I needed to get over it.
Exhibit A was the fact that I’d lost half of my life to this shit. Drifting from town to town to try to escape it but in the end, never letting it go and landing right back where I started. There were some good times in that drifting and there were some bad but there weren’t many great times. None, in fact, that I could remember. And if I wasn’t careful, the next half of my life wouldn’t be much better.
Exhibit B was some guy was running over dogs and hacking up people because he was hanging onto some wacko delusion that he was connected to and doing this stuff for me. He probably had a crush or something which he never let go and now, decades later, it came to this, dead people and dogs in two states.

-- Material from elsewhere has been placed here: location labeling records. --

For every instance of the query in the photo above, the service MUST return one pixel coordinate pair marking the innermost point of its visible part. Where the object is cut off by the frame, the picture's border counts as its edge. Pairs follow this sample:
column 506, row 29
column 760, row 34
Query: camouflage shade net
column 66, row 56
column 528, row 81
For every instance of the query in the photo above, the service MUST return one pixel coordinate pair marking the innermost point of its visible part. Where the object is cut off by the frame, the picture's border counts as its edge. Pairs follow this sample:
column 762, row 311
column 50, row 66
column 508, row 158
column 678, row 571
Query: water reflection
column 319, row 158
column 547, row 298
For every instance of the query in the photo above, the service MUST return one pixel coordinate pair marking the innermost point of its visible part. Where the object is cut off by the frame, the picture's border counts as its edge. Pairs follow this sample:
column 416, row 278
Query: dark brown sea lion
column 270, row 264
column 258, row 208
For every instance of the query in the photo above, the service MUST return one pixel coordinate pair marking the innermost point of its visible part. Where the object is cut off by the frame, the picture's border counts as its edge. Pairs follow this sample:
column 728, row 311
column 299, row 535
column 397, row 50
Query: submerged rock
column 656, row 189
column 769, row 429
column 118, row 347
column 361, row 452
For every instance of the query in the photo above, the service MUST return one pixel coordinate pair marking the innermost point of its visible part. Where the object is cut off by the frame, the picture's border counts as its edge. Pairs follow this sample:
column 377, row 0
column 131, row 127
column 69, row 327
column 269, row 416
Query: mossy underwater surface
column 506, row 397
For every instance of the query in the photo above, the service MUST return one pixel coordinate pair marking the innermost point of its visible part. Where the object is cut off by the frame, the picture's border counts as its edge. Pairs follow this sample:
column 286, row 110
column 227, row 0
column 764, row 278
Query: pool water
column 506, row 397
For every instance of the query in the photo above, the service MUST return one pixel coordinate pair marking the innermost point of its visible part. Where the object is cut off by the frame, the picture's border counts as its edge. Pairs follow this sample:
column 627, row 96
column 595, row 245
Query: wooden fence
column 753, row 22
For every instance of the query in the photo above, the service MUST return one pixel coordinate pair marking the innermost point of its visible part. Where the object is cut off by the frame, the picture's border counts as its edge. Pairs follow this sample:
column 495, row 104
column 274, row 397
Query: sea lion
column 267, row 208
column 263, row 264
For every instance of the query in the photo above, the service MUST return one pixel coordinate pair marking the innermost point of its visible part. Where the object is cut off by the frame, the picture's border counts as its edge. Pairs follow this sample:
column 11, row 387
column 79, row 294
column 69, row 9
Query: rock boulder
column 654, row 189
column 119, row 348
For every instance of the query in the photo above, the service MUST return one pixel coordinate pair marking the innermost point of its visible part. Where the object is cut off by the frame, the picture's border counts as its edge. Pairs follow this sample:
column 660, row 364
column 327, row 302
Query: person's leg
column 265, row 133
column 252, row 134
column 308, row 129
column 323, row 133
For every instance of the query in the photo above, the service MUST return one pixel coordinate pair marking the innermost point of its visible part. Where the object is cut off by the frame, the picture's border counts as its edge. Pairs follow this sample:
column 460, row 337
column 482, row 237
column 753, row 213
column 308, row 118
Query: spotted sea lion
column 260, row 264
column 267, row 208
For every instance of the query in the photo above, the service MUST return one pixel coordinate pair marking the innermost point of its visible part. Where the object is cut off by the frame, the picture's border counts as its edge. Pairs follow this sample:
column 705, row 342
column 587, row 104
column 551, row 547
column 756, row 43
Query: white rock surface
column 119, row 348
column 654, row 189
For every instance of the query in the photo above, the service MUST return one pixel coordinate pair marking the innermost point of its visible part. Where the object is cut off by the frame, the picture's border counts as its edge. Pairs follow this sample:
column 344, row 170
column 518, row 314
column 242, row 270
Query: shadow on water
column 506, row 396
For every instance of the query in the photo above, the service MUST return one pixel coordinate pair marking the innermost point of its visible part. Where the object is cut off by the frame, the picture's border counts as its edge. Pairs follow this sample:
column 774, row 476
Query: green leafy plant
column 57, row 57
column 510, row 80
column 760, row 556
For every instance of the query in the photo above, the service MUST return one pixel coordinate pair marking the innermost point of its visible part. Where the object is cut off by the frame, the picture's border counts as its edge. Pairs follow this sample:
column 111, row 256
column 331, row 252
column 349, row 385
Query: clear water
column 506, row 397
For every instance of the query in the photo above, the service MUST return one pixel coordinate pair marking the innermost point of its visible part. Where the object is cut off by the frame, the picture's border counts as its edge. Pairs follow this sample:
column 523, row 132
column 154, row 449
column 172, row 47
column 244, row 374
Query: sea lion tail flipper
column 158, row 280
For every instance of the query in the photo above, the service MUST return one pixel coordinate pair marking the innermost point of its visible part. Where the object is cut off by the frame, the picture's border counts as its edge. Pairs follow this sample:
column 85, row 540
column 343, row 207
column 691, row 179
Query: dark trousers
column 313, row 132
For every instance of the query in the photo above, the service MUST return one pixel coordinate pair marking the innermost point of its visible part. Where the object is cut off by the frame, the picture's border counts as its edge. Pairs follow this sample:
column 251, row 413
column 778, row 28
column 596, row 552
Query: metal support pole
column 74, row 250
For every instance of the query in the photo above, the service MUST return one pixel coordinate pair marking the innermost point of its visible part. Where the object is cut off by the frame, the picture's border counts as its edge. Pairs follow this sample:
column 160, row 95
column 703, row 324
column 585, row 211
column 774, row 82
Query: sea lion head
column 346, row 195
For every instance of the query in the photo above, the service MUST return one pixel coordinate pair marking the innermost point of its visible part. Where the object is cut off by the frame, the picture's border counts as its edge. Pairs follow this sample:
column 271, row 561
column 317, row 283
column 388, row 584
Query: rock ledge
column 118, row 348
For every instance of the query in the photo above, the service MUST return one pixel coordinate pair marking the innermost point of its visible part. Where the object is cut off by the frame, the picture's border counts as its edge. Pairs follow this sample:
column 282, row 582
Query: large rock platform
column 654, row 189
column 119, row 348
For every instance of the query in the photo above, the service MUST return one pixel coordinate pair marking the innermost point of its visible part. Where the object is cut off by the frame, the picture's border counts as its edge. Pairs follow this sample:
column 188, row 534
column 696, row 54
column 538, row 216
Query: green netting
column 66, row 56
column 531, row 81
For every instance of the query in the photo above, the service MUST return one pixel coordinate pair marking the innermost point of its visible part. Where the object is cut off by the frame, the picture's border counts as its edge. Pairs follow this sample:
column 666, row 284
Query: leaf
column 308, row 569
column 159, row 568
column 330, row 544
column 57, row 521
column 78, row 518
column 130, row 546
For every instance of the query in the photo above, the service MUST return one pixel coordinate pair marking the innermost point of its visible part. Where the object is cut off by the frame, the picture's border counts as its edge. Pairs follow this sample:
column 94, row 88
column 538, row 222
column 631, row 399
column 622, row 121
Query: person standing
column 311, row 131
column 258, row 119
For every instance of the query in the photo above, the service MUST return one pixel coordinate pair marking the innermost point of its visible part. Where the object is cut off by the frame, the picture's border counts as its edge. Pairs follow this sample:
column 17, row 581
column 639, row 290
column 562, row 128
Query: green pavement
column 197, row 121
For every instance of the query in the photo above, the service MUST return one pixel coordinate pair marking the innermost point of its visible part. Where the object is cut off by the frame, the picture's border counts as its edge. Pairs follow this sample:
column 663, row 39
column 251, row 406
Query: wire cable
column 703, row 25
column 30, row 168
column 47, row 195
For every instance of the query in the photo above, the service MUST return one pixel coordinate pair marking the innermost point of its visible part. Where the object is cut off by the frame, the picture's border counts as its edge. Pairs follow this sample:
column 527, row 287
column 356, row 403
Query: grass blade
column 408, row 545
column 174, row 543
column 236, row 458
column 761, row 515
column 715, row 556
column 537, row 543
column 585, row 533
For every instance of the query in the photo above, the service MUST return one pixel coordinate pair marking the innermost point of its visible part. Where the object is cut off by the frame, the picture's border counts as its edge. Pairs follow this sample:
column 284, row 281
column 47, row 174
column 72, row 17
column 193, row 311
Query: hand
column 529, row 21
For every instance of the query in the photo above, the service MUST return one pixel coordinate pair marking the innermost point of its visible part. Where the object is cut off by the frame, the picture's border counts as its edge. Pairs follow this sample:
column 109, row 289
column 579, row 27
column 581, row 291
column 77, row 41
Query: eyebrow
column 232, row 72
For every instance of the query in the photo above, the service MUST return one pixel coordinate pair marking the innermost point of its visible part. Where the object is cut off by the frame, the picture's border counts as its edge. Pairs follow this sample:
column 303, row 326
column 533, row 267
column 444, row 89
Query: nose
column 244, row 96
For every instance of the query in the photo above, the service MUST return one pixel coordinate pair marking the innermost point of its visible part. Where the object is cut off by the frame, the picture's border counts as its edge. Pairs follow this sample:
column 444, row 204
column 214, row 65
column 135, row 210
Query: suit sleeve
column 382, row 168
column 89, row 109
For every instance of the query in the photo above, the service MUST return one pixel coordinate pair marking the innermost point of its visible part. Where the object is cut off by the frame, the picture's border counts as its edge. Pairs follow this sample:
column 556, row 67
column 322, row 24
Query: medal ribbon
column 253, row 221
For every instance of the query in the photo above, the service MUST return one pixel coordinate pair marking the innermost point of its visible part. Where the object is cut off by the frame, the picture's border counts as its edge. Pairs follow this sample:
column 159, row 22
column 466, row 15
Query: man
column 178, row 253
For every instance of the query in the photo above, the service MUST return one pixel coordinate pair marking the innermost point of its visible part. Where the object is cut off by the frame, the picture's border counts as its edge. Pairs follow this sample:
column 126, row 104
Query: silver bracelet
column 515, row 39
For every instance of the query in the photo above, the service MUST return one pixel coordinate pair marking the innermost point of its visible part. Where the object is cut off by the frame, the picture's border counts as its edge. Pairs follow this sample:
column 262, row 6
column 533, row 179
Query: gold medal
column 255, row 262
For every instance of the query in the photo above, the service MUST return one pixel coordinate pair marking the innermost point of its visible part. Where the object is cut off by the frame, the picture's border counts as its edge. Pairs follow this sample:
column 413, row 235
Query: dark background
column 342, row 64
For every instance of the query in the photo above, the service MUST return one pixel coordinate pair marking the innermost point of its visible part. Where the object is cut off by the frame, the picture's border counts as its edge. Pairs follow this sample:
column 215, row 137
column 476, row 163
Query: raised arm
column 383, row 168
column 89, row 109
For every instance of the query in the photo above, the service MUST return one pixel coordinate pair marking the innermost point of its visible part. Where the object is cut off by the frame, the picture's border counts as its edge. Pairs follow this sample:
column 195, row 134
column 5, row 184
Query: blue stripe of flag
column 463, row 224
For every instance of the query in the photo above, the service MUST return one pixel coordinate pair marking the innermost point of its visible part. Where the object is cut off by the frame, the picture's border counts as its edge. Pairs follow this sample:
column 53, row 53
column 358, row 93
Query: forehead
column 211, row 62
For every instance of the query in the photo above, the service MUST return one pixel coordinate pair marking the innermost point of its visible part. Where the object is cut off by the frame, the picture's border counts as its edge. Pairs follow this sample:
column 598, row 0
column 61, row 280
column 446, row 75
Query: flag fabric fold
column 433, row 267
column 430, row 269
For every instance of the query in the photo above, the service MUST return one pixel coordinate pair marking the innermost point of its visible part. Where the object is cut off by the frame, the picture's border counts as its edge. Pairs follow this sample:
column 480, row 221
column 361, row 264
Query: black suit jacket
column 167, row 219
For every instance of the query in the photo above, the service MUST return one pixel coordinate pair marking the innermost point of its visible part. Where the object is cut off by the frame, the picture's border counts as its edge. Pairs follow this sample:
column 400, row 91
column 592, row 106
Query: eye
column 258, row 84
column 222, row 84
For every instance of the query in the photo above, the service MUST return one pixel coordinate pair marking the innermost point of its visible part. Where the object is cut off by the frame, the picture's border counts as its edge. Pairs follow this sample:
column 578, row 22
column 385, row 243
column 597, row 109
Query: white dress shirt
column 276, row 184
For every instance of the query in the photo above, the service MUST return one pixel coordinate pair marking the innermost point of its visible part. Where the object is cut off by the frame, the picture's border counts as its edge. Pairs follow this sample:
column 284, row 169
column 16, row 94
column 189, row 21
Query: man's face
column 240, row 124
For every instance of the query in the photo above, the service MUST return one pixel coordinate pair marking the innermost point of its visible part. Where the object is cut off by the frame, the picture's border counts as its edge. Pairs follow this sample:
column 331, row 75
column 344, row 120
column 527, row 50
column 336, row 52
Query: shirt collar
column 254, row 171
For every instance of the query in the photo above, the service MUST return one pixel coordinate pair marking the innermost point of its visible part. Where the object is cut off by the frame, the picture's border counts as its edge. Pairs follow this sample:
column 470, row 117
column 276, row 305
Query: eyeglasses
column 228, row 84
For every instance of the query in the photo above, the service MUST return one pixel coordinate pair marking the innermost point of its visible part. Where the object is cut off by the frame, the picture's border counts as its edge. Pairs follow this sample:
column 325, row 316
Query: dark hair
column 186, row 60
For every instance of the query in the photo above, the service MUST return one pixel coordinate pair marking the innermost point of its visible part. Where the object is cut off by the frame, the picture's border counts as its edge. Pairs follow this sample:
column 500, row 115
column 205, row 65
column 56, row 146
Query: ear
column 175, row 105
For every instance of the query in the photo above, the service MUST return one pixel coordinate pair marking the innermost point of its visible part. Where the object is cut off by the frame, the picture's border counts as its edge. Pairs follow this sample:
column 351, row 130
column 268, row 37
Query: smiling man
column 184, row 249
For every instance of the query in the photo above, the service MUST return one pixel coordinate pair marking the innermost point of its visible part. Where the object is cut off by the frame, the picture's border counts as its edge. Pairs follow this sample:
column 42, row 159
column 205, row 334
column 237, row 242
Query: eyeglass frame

Therefore, evidence was pointing to the fact that I needed to get over it.
It was a long time ago, people had moved on but I was stuck in the past.
I needed to pull myself into the present, get passed this latest nightmare and get a life.
So that’s what I was going to do.
* * * * *
Dad rolled up to Colt’s house and I examined it out my window as he executed the four attempts he needed before he successfully backed the RV into Colt’s side drive.
He did this into a drive that at the back end had a one car garage with a long, sturdy, sided overhang under which was a speedboat under a tarp.
I knew Colt had a speedboat, Morrie and the kids talked about it, I’d just never seen it. Sometimes Colt took Morrie and the kids (and, used to be, Dee) to the lake in the summers. Both kids loved when their Uncle Colt would take them to the lake, they never shut up about it when they got back. They both knew how to water ski and they told me Colt went fast.